Aziz Diop a également soutenu que les différents chèques ont été payés, après validation de la Direction centrale des marchés publics (DCMP) et autorisation du ministère des Finances. L’accusation lui reproche de n’avoir pas produit un document retraçant les différents mouvements. Il dit avoir informé son ministère de tutelle. Ses dénégations sont battues en brèche par les déclarations de Modou Sall, secrétaire général du ministère de l’Habitat d’alors. Celui-ci a confié au juge n’avoir jamais saisi la DCMP pour les marchés des motopompes, des bacs à ordures et de la Maison de l’outil.

L’agent comptable particulier Amadou Ndiaye a lui aussi cherché à tirer la couverture sur lui. L’inculpé déclare avoir régulièrement payé les marchés sur la base d’un ordre de paiement avec toutes les pièces justificatives et ce, de mars à juin 2011. Le comptable dit avoir été démis, suite à son refus de payer des factures de l’entreprise Gecom Industries car celles-ci n’étaient pas conformes au devis approuvé par la DCMP d’une part et d’autre part, son refus de payer les augmentations de salaire de certains agents du projet, sans l’approbation du comité de pilotage.

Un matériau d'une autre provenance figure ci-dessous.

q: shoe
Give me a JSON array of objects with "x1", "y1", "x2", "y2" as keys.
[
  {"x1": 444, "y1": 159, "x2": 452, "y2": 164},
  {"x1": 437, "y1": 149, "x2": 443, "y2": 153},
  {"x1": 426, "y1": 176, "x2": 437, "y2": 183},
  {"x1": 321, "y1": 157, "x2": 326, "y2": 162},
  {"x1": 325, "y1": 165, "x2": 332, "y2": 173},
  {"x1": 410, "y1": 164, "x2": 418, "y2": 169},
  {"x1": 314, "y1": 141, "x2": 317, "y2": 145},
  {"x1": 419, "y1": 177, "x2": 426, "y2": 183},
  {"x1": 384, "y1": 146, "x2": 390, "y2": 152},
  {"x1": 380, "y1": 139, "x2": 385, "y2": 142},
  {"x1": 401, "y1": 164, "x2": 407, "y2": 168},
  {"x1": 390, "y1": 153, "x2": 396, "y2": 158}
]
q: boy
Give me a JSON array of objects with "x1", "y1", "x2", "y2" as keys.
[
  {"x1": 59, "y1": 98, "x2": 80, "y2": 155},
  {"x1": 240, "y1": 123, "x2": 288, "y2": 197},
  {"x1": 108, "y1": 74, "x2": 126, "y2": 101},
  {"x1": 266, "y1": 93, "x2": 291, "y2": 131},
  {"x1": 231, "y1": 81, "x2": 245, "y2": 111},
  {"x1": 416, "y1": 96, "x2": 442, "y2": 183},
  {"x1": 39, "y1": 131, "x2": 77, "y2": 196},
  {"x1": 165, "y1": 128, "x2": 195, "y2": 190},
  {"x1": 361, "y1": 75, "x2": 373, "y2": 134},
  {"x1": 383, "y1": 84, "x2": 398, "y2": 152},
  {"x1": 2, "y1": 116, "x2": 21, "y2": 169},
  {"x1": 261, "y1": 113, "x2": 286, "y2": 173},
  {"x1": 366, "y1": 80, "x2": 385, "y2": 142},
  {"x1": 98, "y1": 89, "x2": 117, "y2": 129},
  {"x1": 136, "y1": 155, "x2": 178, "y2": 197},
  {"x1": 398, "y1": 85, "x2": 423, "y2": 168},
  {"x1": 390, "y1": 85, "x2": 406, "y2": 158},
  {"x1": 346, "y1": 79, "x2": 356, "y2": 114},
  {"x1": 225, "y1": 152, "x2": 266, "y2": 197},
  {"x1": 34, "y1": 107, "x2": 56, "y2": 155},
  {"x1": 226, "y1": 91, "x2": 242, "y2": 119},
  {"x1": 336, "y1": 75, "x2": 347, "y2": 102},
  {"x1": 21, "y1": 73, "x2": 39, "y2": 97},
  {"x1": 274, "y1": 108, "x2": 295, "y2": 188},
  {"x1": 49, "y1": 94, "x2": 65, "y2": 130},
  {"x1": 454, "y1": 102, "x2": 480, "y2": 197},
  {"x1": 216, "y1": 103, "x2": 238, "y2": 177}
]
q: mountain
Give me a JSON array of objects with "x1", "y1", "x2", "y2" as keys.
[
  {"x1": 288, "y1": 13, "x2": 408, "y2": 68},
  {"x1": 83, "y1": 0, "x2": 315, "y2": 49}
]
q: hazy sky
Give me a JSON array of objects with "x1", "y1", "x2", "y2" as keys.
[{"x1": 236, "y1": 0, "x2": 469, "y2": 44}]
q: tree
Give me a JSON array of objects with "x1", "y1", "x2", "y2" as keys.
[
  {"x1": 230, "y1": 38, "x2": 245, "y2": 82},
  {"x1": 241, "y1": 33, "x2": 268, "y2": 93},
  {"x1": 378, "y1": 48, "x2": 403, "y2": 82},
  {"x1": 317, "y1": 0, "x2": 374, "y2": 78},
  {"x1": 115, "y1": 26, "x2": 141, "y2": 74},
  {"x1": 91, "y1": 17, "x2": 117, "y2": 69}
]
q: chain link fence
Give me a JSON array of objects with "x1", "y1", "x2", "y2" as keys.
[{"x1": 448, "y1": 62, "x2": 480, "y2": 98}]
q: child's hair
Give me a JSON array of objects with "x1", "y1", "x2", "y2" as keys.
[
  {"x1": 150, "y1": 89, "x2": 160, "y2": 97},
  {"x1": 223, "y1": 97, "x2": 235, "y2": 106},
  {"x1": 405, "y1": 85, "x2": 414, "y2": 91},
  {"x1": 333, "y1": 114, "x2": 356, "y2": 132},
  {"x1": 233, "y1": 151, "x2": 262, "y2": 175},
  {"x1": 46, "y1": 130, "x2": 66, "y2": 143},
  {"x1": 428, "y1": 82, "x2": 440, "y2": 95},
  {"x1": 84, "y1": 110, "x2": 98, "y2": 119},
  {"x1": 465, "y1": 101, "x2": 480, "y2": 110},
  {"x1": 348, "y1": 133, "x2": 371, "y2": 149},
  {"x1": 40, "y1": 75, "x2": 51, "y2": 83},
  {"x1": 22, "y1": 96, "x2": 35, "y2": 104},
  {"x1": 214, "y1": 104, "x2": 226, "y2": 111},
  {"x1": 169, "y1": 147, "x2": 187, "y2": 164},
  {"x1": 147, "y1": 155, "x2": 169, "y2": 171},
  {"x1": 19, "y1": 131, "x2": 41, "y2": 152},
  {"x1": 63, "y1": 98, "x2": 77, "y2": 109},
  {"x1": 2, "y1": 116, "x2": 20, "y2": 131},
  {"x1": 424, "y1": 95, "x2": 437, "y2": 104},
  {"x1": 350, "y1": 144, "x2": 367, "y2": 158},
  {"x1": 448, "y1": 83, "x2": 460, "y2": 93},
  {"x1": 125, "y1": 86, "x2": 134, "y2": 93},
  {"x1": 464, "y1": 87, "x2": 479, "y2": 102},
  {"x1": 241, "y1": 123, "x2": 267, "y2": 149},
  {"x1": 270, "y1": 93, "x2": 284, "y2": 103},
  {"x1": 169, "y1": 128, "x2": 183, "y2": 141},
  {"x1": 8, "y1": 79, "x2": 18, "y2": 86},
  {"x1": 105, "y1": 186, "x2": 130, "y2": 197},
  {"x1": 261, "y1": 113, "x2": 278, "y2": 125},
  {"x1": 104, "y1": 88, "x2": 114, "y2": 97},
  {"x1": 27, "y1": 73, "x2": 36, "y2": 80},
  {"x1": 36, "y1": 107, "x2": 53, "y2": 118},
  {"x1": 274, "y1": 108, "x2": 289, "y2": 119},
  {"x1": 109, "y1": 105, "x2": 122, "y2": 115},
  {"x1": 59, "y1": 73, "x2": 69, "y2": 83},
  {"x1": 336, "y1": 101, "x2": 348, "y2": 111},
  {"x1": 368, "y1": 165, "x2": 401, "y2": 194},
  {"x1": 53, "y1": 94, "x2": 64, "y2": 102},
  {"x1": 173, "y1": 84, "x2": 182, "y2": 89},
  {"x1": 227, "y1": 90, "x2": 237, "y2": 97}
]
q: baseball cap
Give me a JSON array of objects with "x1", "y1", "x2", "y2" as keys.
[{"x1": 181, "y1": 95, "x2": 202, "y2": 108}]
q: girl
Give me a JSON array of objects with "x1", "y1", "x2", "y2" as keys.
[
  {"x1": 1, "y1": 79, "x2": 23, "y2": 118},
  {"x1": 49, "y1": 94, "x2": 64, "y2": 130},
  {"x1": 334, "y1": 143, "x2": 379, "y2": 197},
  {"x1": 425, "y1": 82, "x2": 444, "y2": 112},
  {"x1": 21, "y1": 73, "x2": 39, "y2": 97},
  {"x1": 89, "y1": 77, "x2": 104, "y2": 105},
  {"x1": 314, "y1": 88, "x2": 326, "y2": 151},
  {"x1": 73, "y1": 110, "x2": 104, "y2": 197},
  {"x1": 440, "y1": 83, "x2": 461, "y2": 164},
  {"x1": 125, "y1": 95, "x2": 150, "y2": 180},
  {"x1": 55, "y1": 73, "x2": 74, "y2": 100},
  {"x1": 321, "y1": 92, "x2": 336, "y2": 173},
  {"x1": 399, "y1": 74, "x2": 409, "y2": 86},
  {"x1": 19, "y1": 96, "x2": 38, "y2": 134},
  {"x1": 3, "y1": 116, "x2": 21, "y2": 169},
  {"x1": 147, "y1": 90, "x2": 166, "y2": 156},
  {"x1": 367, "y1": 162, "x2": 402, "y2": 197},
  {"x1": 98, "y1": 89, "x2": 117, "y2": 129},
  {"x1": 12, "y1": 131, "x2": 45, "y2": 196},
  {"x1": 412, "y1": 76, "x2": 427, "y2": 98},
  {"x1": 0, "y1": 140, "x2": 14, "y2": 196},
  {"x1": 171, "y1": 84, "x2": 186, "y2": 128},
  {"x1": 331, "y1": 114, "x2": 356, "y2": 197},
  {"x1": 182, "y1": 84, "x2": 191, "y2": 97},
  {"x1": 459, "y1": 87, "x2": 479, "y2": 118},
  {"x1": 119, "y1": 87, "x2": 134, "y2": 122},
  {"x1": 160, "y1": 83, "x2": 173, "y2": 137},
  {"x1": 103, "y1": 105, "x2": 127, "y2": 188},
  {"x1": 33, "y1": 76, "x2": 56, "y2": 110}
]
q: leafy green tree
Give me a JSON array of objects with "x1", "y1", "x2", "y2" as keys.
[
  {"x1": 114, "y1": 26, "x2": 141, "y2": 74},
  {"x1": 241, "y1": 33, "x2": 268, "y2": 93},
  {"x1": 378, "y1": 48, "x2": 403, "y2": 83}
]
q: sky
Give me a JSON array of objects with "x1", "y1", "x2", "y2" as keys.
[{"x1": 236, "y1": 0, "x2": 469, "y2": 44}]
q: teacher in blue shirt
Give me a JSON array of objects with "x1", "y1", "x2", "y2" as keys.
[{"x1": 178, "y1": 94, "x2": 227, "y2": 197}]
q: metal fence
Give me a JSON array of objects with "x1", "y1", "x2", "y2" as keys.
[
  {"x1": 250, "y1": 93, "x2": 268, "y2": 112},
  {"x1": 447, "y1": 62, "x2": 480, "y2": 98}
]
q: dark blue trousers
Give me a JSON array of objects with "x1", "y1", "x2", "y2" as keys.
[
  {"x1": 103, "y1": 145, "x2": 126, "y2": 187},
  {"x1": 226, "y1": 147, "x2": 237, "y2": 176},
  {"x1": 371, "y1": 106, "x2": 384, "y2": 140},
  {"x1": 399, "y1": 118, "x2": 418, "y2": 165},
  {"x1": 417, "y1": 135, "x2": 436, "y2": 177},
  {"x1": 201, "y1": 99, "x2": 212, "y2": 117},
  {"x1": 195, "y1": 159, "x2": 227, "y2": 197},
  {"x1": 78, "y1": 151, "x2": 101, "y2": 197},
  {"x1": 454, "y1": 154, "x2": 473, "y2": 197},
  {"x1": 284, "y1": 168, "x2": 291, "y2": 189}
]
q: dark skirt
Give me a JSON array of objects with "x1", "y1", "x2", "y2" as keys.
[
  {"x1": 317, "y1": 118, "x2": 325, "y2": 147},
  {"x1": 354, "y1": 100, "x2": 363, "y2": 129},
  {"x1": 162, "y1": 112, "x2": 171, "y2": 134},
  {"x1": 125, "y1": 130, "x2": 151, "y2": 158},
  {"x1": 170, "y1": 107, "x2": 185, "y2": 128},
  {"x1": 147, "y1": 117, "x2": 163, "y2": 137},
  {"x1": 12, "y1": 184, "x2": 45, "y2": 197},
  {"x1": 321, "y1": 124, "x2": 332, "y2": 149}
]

Toutefois, il a reconnu avoir payé un marché de 5 millions et a refusé de payer la somme de 900 millions à titre de TVA, car le marché était exonéré et il ignorait la destination finale de ce montant.

Modou Sall, sur le choix exclusif des entreprises de Aïda Ndiongue par appels d’offres restreints, soutient s’être uniquement servi des informations se trouvant dans leur base de données.